What they found was that melanoma cells are more likely to metastasize through the body if their cells have high concentrations of MCT1 on their cell surface.
Melanoma is the worst form of skin cancer, accountable for 1% of skin cancer cases, but the cause of the vast majority of skin cancer deaths. In 2019, the AIM at Melanoma Foundation estimated there were 96,480 new cases of melanoma in the U.S. and 7,230 deaths from the disease.
The disease can be quite variable. In some cases, the cancer cells stay in the skin and never metastasize to the blood and on to vital organs. Others, if they do get past the skin and into the blood, don’t make it past the lymph nodes. But in some patients, the cancer cells enter the blood, get past the lymph nodes and into vital orders such as the brain or lungs. Why there’s so much variability has been largely a mystery.

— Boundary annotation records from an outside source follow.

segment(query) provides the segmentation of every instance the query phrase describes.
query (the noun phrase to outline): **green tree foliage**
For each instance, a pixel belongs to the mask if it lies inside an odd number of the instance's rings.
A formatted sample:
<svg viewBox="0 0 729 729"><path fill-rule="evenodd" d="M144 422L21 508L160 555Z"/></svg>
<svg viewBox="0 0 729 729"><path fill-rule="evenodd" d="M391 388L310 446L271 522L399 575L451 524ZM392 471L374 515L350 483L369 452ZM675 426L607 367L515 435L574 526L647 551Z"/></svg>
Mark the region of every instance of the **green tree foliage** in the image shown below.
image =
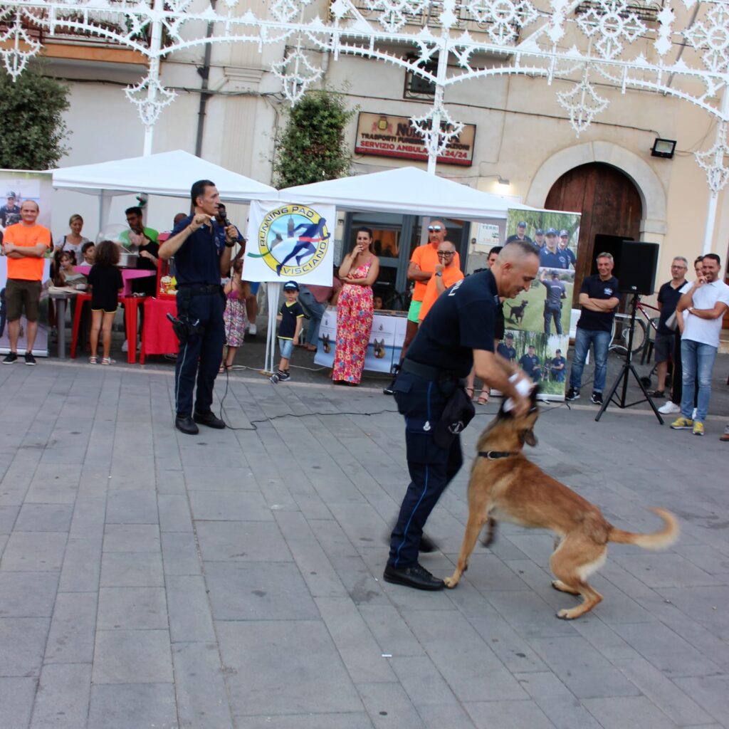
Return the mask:
<svg viewBox="0 0 729 729"><path fill-rule="evenodd" d="M0 70L0 168L47 170L66 153L63 114L69 89L41 69L26 70L13 82Z"/></svg>
<svg viewBox="0 0 729 729"><path fill-rule="evenodd" d="M344 130L354 114L339 94L327 90L307 93L292 106L286 128L276 139L276 186L290 187L348 175L350 157Z"/></svg>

Now, investigators from the University of Texas Southwestern Medical Center in Dallas and the University Duisburg-Essen in Germany published research in the journal Nature describing mechanisms explaining the process.
What they found was that melanoma cells are more likely to metastasize through the body if their cells have high concentrations of MCT1 on their cell surface. MCT1 appears to gather lactate in the blood, deliver it into the cancer cell and increase its likelihood of survival.
Working with laboratory mice, the UT Southwestern researchers injected the animals with human melanomas that had high or low concentrations of MCT1. The animals receiving the cells with high levels of MCT1 were more likely to metastasize, while the animals receiving cancer cells with low levels of MCT1 were less likely to have metastases.
Sean Morrison, of the Children’s Medical Center Research Institute at U of T Southwestern led the research. Morrison told STAT, “If I had melanoma, I’d want to know my MCT1 status.”
The next step in the research was to give the laboratory animals implanted with human melanomas a dose of AstraZeneca’s investigational drug AZD3965, which blocks MCT1. What they found was the animals had fewer melanoma cells in the blood with fewer cases of metastasis.
“Inhibiting MCT1 doesn’t have much effect on the primary tumor or on established metastases,” Morrison told STAT. But for cells that are between those two states, it “can prevent metastasis” and prolong survival in the mice.
AstraZeneca is currently running a Phase I clinical trial of AZD3965 in patients with advanced solid tumors. Morrison believes that’s too late, that the drug and its oxidative stress activity kills the cancer cells in the bloodstream, not after they’re reached their metastatic destination. He suggests inhibiting MCT1 would be more effective around stage 3, when the melanoma cells are in the bloodstream and lymph nodes.
“Our prediction is that blocking MCT1 won’t have much activity against stage 4 melanoma, but if used as an adjuvant therapy in stage 3, it might decrease the percentage of patients who progress to stage 4,” Morrison told STAT.
It is also possible this research has implications for MCT1 blocking and AZD3965 beyond melanoma. Other types of cancers, including lung and pancreatic, also utilize MCT1 to collect lactate in the bloodstream.